Birçok kültürden insanın bulunduğu, gelir düzeyinin biraz daha yüksek olduğu ve belirli alan içerisinde dikkat çekecek noktaların bulunması sebebiyle havalimanı reklam verenler için önemli mecralardan biri. Bu bilinçle havalimanları reklam operasyonlarının yönetimini gerçekleştiriyoruz. Tav Tourism adı altında acentamız bulunuyor, bunun dışında 32 tane lounge ve yaklaşık 16000 üyesi olan TAV sadakat programını işletiyoruz. Yaklaşık 40000 kişiyi TAV’ın işlettiği havalimanlarında her sene “primeclass”CIP servis adı altında karşılamasını ve uğurlamasını gerçekleştiriyoruz. Havalimanı adres transferi yapıyoruz.

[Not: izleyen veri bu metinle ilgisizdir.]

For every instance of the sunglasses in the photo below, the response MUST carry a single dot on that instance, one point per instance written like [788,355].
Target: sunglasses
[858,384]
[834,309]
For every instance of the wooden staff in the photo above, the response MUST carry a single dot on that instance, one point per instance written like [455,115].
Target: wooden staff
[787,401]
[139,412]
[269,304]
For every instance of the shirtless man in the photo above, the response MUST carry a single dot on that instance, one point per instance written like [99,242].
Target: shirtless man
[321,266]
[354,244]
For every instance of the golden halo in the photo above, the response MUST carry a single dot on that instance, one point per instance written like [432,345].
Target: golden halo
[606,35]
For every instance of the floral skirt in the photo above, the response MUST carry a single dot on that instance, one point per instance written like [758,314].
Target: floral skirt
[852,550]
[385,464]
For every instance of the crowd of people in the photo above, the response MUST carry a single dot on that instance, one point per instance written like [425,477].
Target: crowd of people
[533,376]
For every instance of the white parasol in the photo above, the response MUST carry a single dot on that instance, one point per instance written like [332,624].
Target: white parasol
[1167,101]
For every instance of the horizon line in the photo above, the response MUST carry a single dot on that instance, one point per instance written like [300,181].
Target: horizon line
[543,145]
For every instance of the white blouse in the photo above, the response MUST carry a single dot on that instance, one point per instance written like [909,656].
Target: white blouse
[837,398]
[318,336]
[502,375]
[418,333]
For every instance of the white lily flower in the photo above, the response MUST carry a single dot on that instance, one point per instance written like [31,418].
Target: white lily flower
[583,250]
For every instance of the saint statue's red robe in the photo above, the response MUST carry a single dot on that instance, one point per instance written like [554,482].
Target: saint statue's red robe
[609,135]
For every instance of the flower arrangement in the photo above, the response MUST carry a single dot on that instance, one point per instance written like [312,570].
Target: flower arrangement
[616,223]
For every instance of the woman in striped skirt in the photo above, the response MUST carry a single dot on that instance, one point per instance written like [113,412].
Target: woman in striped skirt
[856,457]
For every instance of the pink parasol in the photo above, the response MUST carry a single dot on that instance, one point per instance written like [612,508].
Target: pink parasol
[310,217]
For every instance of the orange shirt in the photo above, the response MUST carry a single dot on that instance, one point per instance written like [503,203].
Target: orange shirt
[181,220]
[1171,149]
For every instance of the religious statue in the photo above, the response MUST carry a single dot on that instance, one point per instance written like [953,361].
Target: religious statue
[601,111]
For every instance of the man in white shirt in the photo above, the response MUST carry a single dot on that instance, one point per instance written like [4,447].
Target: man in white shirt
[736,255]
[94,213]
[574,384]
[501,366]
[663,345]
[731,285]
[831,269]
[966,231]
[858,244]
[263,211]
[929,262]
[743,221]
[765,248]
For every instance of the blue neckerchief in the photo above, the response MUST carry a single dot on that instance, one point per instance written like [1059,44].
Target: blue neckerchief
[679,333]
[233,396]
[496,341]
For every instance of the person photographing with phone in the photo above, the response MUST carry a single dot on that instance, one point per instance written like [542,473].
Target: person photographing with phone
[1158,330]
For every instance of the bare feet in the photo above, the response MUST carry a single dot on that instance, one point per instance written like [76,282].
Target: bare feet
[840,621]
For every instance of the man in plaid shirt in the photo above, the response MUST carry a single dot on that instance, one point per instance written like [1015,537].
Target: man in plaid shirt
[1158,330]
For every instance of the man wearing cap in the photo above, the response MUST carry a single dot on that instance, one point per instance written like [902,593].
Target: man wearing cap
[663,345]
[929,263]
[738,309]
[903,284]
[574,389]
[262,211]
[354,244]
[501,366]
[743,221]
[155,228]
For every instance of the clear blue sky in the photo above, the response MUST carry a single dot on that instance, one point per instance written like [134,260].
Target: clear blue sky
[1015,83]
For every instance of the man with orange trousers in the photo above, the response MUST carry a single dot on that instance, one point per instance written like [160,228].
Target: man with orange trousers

Ayrıca bunların dışında her türlü ticari projeye, yeni ürün geliştirmeye kafa yoran bunun için zaman ve emek sarf eden bir ekibimiz var. İletişimi, çağrı merkezi, ürün yönetimi, operasyon, kalite, müşteri ilişkileri bölümleriyle bu belirttiklerimi destekleyen yaklaşık 400 çalışanı olan veTAV’a da ciddi destek sağlayan bir şirketiz.

Bu çalışmalarınızdan hangisi uluslararası uygulamalarda daha öne çıkmış durumda?

Aslında bu 3 alanda da dış ülkelere açılım yapmaya başladık. Bunlar içerisinde en önde gideni “primeclass”markası ile açmış olduğumuz lounge’lar. Almanya’da başlamış olan bu çalışma şimdi Amerika, Avrupa, Orta Doğu’da devam edecek.

İnsan kaynakları açısından düşündüğümüzde uluslararası arenada aynı kalite ile bu işin devamlılığını nasıl sağlıyorsunuz?

20’ye yakın ülkeden bir araya gelen 400 çalışanımız var. 6 dil konuşuluyor. İngilizce ortak lisanımız. Evet bu aşamada yönetmek kolay değil doğru misyon vizyon ve değerler ile birlikte hareket etmek gerekiyor. Bizim Tav İşletme Hizmetleri olarak ortaya koyduğumuz değerlerden en önemlisi misafirperverlik ve çözüm odaklı olmaktır. Yani biz misafirperverliği iyi tanımlamaya çalışıyoruz. Bizim yaptığımız işin ana hedefi terminale gelen yolcu, yolcu yakını ve çalışanların burada geçireceği süre zarfında neye ihtiyaç duyuyorsa önce bunları belirleyip sonrasında ticari anlamda geliştirip sunmak.  Çözüm odaklı olmaya çalışıyoruz. Çalışanlarımıza da vermiş olduğumuz hizmeti ve değerlerimizi en iyi açıdan aktarmaya çalışıyoruz.

Farklı kültürden olan insanlara hizmet sunmak genel itibariyle zor bir iştir. Yaşadığınız zorluklardan bahsedebilir miyiz? Havalimanlarında her ülke ve kültürden yolcumuz oluyor. Bu doğrultuda konuşulan diller, farklı kültürden insanların farklı olaylara vermiş oldukları tepkiler, havalimanında geçirilen süre, transit geçişlerde uçağını bekleyen insanların ihtiyaçları tüm bu durumları iyi analiz edip veri havuzunda topluyoruz. Ayrıca internet üzerinden sıklıkla anket yapıyoruz. Yolcularımızın ihtiyaçlarını bu şekilde belirlemeye çalışıyoruz.  Yolcuya dokunan, yolcu ile diyaloga giren bir şirketiz. Bu uygulamalar ile yolcularımızdan birebir geri dönüş alma imkanımız oluyor. Bu doğrultuda öğrendiklerimizi çok rahat ürün ve hizmete yansıtabiliyoruz.